Anggota parlemen Kenya menerima undang-undang keuangan yang kontroversial pada hari Selasa meskipun ribuan demonstran membanjiri jalan-jalan di sekitar Parlemen di ibu kota, Nairobi, dengan harapan agar pemerintah membatalkan kenaikan pajak yang dikritik akan membuat kehidupan sulit bagi jutaan orang. Polisi menggunakan gas air mata untuk menjauhkan para pengunjuk rasa dari Parlemen, dan terdengar suara tembakan langsung. Dua orang terluka terlihat tergeletak di tanah. Debat mengenai undang-undang ini telah mengguncang Kenya, kekuatan ekonomi di Afrika Timur dengan 54 juta penduduk yang sejak lama menjadi penjaga stabilitas di daerah yang sangat kacau. Amnesty International melaporkan bahwa setidaknya satu orang tewas dan 200 lainnya terluka selama protes terhadap kenaikan pajak di seluruh negara minggu lalu.

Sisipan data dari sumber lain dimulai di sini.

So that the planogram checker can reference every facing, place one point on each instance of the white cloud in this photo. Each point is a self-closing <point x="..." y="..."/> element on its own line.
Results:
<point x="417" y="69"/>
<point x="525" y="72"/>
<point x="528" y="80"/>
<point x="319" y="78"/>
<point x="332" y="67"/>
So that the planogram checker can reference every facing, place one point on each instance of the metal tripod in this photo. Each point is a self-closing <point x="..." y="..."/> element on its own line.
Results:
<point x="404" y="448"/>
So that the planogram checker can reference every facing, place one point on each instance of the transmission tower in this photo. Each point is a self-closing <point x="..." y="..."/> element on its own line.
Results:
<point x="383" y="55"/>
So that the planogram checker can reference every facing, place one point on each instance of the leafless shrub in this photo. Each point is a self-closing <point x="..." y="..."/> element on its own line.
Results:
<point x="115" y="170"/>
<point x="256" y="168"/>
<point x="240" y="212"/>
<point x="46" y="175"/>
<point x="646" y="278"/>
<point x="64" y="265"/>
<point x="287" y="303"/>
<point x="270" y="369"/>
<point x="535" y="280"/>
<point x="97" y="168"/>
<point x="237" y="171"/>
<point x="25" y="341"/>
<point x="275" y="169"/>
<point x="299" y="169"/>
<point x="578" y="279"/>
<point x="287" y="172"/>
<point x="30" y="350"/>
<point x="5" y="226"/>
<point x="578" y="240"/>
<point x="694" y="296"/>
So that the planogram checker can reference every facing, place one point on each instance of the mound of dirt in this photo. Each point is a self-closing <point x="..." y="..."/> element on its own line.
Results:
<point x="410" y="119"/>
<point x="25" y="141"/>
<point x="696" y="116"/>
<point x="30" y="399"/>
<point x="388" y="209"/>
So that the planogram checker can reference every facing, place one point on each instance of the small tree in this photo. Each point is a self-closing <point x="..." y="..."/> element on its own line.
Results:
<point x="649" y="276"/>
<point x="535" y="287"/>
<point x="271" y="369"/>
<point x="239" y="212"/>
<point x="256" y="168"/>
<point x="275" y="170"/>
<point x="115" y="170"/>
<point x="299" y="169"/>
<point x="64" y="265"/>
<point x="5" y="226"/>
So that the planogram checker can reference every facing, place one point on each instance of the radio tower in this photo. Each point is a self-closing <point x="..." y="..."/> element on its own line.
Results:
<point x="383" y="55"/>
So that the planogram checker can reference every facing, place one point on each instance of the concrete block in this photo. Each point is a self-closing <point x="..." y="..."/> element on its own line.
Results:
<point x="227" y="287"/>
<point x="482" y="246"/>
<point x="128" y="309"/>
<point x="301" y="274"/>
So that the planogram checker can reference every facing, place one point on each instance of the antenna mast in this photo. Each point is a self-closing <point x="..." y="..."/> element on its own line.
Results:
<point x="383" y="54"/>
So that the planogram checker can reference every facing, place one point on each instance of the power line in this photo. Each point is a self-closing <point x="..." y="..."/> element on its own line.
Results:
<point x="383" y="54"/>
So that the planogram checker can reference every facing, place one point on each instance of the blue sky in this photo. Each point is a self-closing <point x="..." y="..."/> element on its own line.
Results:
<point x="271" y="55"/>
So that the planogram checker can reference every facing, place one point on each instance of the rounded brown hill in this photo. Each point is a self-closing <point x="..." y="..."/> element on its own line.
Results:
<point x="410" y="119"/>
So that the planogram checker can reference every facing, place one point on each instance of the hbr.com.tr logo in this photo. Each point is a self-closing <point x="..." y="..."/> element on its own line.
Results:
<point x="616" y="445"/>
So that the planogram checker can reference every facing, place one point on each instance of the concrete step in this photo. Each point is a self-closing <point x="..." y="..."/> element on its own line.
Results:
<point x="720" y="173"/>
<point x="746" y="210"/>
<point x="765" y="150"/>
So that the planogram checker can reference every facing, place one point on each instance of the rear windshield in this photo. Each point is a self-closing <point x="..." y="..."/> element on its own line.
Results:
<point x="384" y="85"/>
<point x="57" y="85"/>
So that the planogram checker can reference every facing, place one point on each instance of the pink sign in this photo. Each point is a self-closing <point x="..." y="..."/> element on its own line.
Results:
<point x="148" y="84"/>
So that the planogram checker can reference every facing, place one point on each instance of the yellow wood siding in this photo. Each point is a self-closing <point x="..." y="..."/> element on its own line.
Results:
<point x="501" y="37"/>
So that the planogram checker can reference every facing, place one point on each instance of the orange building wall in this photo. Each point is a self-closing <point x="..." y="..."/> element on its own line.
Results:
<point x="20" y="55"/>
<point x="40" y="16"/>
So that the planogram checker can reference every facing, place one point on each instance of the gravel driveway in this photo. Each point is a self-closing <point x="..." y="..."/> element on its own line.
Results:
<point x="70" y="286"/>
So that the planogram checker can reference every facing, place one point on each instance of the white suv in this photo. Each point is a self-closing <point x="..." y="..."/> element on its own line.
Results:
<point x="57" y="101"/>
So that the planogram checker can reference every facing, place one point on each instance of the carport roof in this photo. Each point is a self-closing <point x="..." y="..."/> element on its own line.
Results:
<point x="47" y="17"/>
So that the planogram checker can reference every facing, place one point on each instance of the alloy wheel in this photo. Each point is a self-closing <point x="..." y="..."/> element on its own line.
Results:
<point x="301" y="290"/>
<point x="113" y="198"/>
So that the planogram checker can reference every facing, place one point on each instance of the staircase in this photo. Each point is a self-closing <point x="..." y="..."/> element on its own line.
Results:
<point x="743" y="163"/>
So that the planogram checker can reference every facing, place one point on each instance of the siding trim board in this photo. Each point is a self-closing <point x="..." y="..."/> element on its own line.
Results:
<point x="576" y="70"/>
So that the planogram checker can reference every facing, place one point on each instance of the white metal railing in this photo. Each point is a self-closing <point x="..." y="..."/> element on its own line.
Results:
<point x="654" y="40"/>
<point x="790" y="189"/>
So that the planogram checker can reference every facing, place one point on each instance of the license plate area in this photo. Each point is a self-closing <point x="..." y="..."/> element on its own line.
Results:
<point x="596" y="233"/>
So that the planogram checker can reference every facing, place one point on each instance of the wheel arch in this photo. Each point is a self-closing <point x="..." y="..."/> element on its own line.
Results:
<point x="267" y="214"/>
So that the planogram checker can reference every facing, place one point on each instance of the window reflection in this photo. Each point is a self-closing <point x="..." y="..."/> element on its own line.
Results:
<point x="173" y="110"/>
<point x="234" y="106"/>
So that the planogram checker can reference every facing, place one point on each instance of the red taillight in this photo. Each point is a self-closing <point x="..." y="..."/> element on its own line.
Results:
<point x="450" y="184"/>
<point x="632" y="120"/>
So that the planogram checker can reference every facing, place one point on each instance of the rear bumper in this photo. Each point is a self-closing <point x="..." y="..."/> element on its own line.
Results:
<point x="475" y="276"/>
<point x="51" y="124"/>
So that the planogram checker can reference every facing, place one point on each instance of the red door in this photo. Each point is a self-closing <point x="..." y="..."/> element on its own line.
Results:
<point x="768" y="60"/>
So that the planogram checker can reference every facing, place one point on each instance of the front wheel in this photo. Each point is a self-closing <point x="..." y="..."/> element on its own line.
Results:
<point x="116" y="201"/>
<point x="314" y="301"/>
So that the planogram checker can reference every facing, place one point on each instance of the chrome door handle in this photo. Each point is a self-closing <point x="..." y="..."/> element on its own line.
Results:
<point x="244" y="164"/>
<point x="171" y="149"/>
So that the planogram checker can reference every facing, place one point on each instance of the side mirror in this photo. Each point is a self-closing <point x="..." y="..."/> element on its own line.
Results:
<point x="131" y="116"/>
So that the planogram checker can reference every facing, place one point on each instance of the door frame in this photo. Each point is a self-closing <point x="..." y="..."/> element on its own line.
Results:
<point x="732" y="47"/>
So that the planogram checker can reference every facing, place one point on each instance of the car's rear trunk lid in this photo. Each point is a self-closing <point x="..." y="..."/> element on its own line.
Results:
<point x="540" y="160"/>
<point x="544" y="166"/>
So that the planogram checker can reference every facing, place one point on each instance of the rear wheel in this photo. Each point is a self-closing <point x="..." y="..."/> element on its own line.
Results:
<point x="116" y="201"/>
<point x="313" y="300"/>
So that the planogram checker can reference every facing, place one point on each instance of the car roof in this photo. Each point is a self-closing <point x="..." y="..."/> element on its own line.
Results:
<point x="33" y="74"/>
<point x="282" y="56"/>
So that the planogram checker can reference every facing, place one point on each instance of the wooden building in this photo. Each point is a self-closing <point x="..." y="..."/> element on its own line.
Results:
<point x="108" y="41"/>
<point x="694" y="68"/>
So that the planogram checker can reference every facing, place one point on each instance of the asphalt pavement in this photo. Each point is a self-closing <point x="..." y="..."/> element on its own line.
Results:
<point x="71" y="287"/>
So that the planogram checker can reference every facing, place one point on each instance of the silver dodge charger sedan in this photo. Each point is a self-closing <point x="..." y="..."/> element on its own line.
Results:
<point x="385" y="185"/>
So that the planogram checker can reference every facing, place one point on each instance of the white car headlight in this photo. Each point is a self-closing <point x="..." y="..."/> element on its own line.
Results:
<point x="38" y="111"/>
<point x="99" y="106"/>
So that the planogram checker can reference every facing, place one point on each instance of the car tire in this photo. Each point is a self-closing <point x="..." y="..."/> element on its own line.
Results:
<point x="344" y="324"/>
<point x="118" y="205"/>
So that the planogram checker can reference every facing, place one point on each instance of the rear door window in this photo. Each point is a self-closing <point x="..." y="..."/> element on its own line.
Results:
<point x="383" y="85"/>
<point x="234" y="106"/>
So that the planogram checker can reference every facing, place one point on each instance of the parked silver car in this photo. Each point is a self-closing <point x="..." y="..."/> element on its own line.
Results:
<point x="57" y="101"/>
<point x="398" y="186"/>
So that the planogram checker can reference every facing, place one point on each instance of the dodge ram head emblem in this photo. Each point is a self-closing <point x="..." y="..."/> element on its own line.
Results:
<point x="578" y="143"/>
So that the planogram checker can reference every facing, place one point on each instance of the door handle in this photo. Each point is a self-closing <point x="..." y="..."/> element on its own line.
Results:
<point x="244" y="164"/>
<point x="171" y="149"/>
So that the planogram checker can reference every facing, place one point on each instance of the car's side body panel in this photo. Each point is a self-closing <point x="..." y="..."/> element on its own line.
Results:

Pasal kontroversial ini diperkenalkan oleh pemerintahan Presiden William Ruto pada Mei untuk meningkatkan pendapatan dan mengurangi pinjaman dalam perekonomian yang menghadapi beban hutang yang berat. Namun, masyarakat Kenya secara luas mengkritik legislasi tersebut, mengatakan bahwa hal itu menambahkan pajak baru yang memberatkan dan menaikkan pajak lainnya pada berbagai barang dan jasa yang akan meningkatkan biaya hidup. Sekarang presiden memiliki dua minggu untuk menandatangani peraturan tersebut menjadi undang-undang atau mengirimnya kembali ke Parlemen untuk amendemen lebih lanjut.
Para penentang undang-undang tersebut telah menunjuk pada korupsi dan pengelolaan dana yang buruk, serta menyalahkan gaya hidup mewah dan pengeluaran berlebihan yang telah mencirikan pemerintahan Mr. Ruto, yang menjabat sejak tahun 2022. Masyarakat Kenya juga menyalahkan Mr. Ruto karena tidak memenuhi janji kampanye untuk menjadi juara kesejahteraan masyarakat miskin dan kepentingan warga Kenya yang disebutnya “penggembala”. Anggota oposisi Parlemen Kenya telah menolak legislasi tersebut secara total.
Pada hari Selasa, para pengunjuk rasa berkumpul di jalan dengan bendera Kenya dan meniup peluit saat anggota parlemen di Parlemen dengan cepat mendiskusikan dan menyetujui amendemen yang diusulkan. Para pengamat mengatakan bahwa protes ini dipandu oleh pemuda yang telah menggunakan platform media sosial seperti TikTok dan Instagram untuk memulai gerakan tanpa pemimpin yang telah membangkitkan semangat bangsa. Pemuda Kenya mengatakan bahwa gerakan mereka melampaui batasan kelas, suku, atau ras, dan fokus mereka adalah mencapai keamanan ekonomi dan kesetaraan sosial untuk jutaan orang yang selama ini jadi impian yang jauh.
Selain mengorganisir protes di hampir tiga puluh delapan kabupaten di seluruh Kenya, pemuda telah menerjemahkan undang-undang tersebut ke beberapa bahasa lokal dan menggunakan alat kecerdasan buatan ChatGPT untuk menyederhanakannya. Mereka telah menggunakan crowdsourcing untuk mengumpulkan informasi kontak anggota parlemen dan mendorong konstituen untuk menelepon mereka mengenai undang-undang. Mereka juga telah menghadapi pejabat di acara publik dan di rumah ibadah untuk menunjukkan ketidakpuasan mereka, dan telah membawa peti mati ke kantor beberapa anggota parlemen yang mendukung legislasi tersebut. Pada hari Sabtu malam, mereka mengajak klub malam di seluruh Kenya untuk memainkan lagu kebangsaan sebagai bentuk perlawanan terhadap undang-undang keuangan, dan pada hari Minggu mereka mendesak para pemimpin gereja dan jemaat untuk menyuarakan penolakan terhadap langkah tersebut.
“Tidak peduli apa yang mereka lakukan, kami akan tetap teguh dalam tuntutan kami bahwa kami menolak undang-undang keuangan,” kata Mr. McOure.